Lystus Ebosele

Personal information
- Nickname: Cyclone
- Nationality: Irish
- Born: 9 February 2001 (age 25) Enniscorthy, County Wexford, Ireland
- Occupations: Powerlifter; television personality;
- Height: 5 ft 10 in (178 cm)
- Weight: 96 kg (212 lb)

Sport
- Country: Ireland
- Sport: Powerlifting
- Event: 84+ kg

Achievements and titles
- Personal best(s): Squat (raw) 240 kg (518 lb) Deadlift 227.5 kg (501.5 lb)

= Lystus Ebosele =

Irish powerlifter (born 2001)

Lystus Ebosele (born 9 February 2001) is an Irish powerlifting champion. She won a gold medal at 84+ junior weight category at World Powerlifting Championships 2023. While training for the 2024 Arnold Classics, she has managed to raw squat 240 kilograms (518 lbs) "for a Double". She also has the role "Cyclone" in the BBC sports entertainment show Gladiators.

==Early life and career==
Lystus Ebosele was born on 9 February 2001 in Enniscorthy, County Wexford, Ireland. She became the Junior European Champion in the European Powerlifting Federation in 2022, and took the International Powerlifting Federation (IPF) Junior world title in the 84+ weight-class in Romania in 2023. In addition to powerlifting, Ebosele also competed in shot put events as a teenager.

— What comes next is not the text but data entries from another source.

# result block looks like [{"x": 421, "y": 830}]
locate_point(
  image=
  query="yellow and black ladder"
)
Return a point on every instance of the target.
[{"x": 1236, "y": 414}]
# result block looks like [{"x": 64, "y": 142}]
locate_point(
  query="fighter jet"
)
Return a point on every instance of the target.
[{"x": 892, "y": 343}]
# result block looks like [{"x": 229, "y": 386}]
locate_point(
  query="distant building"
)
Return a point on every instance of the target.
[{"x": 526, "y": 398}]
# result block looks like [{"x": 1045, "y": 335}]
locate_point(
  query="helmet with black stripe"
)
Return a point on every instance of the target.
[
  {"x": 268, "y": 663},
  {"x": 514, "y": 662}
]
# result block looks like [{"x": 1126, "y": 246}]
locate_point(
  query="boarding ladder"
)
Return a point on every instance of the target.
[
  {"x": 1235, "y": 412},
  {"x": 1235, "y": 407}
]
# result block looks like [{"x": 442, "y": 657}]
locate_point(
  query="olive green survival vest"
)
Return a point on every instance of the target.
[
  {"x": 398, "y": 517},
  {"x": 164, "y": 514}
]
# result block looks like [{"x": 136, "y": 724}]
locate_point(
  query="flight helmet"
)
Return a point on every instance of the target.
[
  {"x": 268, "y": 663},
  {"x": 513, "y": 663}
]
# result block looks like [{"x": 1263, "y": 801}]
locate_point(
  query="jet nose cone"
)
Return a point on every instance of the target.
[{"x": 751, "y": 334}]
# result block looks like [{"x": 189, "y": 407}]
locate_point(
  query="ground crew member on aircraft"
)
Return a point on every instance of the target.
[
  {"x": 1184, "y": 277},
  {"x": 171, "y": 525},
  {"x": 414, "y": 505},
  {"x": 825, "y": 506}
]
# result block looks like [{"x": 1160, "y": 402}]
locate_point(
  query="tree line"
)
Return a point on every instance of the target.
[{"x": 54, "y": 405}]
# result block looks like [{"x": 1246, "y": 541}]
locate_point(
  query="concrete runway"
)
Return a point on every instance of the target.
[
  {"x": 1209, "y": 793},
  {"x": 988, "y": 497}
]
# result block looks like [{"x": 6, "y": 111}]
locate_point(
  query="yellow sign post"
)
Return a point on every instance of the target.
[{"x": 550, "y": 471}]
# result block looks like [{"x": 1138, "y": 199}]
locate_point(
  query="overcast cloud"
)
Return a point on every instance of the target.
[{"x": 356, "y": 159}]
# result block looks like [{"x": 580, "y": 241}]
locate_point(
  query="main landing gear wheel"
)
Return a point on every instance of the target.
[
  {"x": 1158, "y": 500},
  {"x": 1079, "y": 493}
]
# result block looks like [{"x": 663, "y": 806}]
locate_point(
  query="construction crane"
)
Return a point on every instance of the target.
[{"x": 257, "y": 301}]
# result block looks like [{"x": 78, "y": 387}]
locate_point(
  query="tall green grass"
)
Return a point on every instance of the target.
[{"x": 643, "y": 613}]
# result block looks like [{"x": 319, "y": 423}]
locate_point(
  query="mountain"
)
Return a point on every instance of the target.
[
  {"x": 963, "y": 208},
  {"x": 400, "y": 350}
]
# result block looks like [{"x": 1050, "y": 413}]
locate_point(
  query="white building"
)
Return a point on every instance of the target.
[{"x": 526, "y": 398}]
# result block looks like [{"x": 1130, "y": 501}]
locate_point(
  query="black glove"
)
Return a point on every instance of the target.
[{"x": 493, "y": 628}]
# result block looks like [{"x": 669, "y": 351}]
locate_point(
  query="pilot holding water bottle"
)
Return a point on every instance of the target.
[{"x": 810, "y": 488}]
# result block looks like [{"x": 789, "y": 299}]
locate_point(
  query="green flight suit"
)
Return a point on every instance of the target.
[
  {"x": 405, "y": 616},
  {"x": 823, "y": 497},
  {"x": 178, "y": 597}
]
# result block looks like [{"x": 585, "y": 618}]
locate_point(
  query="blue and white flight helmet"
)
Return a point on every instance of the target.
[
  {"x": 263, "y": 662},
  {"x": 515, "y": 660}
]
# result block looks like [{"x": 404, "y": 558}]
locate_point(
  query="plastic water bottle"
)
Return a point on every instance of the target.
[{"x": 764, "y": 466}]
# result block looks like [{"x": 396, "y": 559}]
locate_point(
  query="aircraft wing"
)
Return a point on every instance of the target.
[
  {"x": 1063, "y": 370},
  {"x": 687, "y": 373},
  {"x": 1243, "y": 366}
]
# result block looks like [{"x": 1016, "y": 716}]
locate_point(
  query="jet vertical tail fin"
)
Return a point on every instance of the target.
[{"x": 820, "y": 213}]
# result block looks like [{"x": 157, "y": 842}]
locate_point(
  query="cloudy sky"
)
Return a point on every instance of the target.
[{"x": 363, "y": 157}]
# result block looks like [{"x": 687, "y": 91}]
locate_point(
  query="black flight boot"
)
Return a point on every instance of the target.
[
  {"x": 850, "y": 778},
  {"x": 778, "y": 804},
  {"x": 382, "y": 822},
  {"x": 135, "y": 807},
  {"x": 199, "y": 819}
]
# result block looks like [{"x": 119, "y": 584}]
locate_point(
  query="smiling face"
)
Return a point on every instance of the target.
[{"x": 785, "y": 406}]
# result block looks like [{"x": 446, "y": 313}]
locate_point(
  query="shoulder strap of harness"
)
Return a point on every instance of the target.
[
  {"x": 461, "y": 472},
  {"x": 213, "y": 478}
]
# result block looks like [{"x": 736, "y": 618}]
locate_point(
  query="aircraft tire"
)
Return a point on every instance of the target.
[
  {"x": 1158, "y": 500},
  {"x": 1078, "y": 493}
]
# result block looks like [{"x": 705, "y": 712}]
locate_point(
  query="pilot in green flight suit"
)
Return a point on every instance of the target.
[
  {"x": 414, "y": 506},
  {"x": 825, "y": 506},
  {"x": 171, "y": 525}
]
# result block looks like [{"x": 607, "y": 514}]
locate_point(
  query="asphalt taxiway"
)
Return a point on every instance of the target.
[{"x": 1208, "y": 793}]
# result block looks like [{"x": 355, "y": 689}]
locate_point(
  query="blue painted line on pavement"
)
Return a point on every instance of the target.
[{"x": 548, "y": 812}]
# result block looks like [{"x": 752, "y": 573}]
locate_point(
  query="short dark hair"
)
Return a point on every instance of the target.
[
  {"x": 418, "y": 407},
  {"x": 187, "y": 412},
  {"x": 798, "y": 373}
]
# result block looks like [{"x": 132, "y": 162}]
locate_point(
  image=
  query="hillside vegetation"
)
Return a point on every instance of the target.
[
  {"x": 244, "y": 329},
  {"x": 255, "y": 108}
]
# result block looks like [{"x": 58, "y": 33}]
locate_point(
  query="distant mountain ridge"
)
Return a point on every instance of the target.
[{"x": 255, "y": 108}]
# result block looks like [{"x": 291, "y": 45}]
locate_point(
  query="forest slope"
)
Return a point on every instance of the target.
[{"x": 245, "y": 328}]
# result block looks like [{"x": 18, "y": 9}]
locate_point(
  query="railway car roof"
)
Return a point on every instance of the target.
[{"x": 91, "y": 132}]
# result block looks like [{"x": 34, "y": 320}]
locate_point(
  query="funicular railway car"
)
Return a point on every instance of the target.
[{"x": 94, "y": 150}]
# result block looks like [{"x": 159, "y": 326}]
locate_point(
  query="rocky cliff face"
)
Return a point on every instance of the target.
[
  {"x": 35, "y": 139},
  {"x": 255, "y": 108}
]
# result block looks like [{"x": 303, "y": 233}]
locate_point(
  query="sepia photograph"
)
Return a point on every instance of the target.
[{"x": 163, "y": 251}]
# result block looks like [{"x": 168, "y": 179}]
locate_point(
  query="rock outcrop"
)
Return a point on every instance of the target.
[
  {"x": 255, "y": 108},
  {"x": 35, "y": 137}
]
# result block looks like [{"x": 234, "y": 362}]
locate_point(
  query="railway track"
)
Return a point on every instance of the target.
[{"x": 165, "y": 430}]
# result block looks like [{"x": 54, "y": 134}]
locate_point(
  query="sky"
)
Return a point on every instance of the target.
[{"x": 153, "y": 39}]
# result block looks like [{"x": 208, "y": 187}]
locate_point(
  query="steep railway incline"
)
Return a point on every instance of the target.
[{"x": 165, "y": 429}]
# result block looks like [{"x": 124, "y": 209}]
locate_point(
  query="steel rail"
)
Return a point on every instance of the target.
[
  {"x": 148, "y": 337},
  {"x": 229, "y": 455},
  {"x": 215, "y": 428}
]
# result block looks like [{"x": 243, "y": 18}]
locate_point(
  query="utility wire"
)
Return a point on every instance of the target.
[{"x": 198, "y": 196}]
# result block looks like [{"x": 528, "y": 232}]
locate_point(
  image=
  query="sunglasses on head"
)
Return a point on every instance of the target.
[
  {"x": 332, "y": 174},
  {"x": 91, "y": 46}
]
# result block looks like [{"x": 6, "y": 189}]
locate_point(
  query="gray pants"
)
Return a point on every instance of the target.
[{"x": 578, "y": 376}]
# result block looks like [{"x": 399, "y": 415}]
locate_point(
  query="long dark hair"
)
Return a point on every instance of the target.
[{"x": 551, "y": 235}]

In 2025, Ebosele debuted on the British TV endurance sports show Gladiators as "Cyclone", becoming the "first-ever Irish Gladiator". She joined the show in the "heats" stage of the second series, saying: "I've got the look, I've got the energy and I've got the muscles".

==Personal life==
Ebosele is 5 ft 10 in tall, and weighs around 95–96 kg. Her brother is the Irish professional association footballer Festy Ebosele.